Crude oil prices yesterday were close to their lowest levels this year with soaring United States, US, output undermining Organization of Petroleum Exporting Countries, OPEC’s efforts to tighten markets and prop up prices.
Oil pipeline Brent crude price was at $65.28 per barrel down 23 cents, or 0.4 percent, from the previous close. However, with the drop in crude price at $65.28 per barrel, Nigeria’s is not yet at risk over the funding of its N8.612 trillion 2018 budget.
Nigeria’s 2018 budget is based on $45 per barrel and 2.3 million daily oil output.

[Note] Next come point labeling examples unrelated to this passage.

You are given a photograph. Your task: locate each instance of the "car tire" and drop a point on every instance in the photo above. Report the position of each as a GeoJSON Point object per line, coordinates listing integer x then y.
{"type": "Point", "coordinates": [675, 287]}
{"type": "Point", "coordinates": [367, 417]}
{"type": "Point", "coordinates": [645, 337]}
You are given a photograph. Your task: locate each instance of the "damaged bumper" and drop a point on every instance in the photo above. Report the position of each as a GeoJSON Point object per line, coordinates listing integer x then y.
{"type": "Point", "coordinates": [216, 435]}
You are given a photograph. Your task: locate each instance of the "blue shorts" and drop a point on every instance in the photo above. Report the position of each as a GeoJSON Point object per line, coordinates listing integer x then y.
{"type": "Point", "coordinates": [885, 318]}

However, US West Texas Intermediate, WTI, crude was at $61.58 a barrel and was down 21 cents, or 0.3 percent, from their last settlement.

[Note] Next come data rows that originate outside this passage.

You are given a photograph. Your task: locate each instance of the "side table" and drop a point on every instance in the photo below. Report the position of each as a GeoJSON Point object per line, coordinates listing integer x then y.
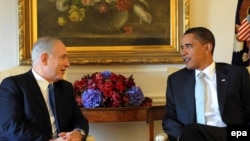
{"type": "Point", "coordinates": [127, 114]}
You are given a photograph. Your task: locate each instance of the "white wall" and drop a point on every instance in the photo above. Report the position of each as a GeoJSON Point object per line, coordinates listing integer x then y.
{"type": "Point", "coordinates": [217, 15]}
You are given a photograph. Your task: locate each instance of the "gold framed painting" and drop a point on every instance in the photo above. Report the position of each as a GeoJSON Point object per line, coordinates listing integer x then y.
{"type": "Point", "coordinates": [106, 31]}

The dips followed bigger falls on Wednesday when crude touched one-month lows and erased most of 2018’s early gains.
Support yesterday came from the second outage in as many months on the 450,000 barrels per day Forties pipeline network, Britain’s biggest, which supplies much of the crude underpinning Brent futures.

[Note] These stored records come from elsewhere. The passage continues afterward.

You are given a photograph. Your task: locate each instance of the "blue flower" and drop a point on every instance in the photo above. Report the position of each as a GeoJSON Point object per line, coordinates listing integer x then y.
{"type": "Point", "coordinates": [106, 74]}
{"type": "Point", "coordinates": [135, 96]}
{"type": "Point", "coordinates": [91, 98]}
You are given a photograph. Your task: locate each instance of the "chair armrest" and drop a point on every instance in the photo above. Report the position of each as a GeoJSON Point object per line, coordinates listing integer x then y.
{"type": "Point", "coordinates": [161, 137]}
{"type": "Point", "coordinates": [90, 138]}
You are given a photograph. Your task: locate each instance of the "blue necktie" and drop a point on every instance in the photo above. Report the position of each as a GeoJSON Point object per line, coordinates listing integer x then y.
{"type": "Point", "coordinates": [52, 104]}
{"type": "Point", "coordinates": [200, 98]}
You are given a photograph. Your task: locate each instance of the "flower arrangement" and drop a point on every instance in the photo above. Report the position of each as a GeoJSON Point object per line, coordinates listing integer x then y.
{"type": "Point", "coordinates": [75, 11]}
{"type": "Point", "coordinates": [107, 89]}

But the biggest market driver was US production which averaged above 10 million barrels per day (bpd) for the first time since the early 1970s last week, reaching 10.25 million bpd.
Until the early 2000s the US was oil starved, importing a peak of 12 million bpd.
But in one of the steepest rises of any oil producer in modern history, US output has surged by more than 20 percent since mid-2016, undermining OPEC’s and Russia’s efforts to tighten the market and prop up prices by withholding production.
Market watchers say the OPEC-led restraint is arguably the biggest enabler for America’s production boom, handing over market share at higher oil prices.
At 10.25 million bpd, U.S. output is now higher than the previous 10.044 million bpd record from back in 1970, topping Saudi Arabia and within reach of Russia’s. Weighing further on prices was that U.S. commercial crude stocks rose by 1.9 million barrels in the week to February 2, to 420.25 million barrels.
The official U.S. Energy Information Administration (EIA) this week upped its 2018 output forecast to 10.59 million bpd, up by a whopping 300,000 bpd from their last forecast just a week earlier.
“What surprised the most was the large spike in oil production to 10.25 million barrels per day which was significantly higher than 9.92 million from the previous week,” said Fawad Razaqzada, market analyst at futures brokerage Forex.com. “Clearly, the data points to an imbalanced market and oil prices have responded by turning sharply lower,” he added.